The Washington Examiner reports that a federal judge is allowing a West Virginia ban that stops transgender individuals from competing in women’s sports to continue. 

The law at the center of this case is West Virginia’s H.B. 3293, the “Save Women’s Sports Bill.”

The law, in part, states:

Athletic teams or sports designated for females, women, or girls shall not be open to students of the male sex where selection for such teams is based upon competitive skill or the activity involved is a contact sport.

The legislators justified this position, explaining:

In the context of sports involving competitive skill or contact, biological males and biological females are not in fact similarly situated. Biological males would displace females to a substantial extent if permitted to compete on teams designated for biological females . . .

The lawsuit

This above law, after its passage in 2021, was challenged by the American Civil Liberties Union on behalf of an 11-year-old transgender girl named Becky Pepper-Jackson.

The lawsuit was filed against West Virginia as well as the Harrison County school board after Pepper-Jackson was stopped from joining the girl’s cross-country team.

ACLU argued that this is a violation of Pepper-Jackson’s rights under both the 14th Amendment’s Equal Protection Clause and Title IX, which is a federal statute that prohibits sex-based discrimination.

Southern District of West Virginia Judge Joseph Goodwin, however, disagreed.

Goodwin, an appointee of former President Bill Clinton, found that the West Virginia law is not unconstitutional.

Goodwin’s ruling

In his Equal Protection analysis, Goodwin found that the law is obviously intended to “prevent transgender girls from playing on girl’s sports teams.”

But, a law like this, which creates a gender-based classification, can be upheld if it is substantially related to an important government interest. And, Goodwin found that such an interest exists.

Goodwin wrote:

The fact is, however, that a transgender girl is biologically male and, barring medical intervention, would undergo male puberty like other biological males. And biological males generally outperform females athletically. The state is permitted to legislate sports rules on this basis because sex, and the physical characteristics that flow from it, are substantially related to athletic performance and fairness in sports.

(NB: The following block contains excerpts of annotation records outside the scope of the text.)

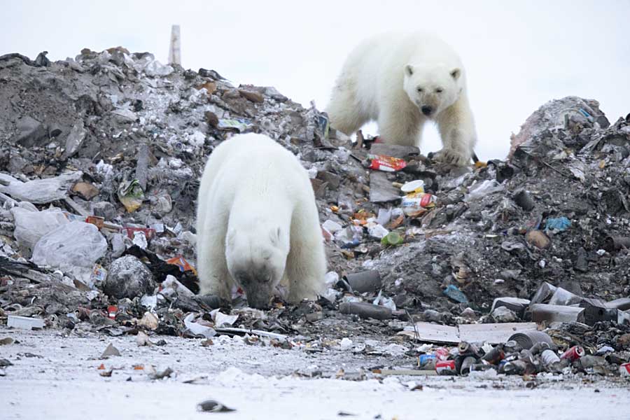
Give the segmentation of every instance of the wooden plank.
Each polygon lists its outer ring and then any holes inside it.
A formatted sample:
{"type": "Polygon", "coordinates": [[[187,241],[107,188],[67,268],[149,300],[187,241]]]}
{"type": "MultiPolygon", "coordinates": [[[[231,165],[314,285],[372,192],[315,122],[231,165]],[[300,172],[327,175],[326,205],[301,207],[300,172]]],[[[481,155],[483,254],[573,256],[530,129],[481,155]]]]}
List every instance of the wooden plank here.
{"type": "Polygon", "coordinates": [[[535,322],[462,324],[459,326],[459,337],[461,341],[468,342],[488,342],[498,344],[505,343],[515,332],[536,330],[535,322]]]}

West Virginia Attorney General Patrick Morrisey celebrated the decision, saying, “this is not only about simple biology, but fairness for women’s sports, plain and simple.”

“Opportunities for girls and women on the field are precious and we must safeguard that future,” Morrisey added. “Protecting these opportunities is important, because when biological males compete in a women’s event women and girls lose their opportunity to shine.”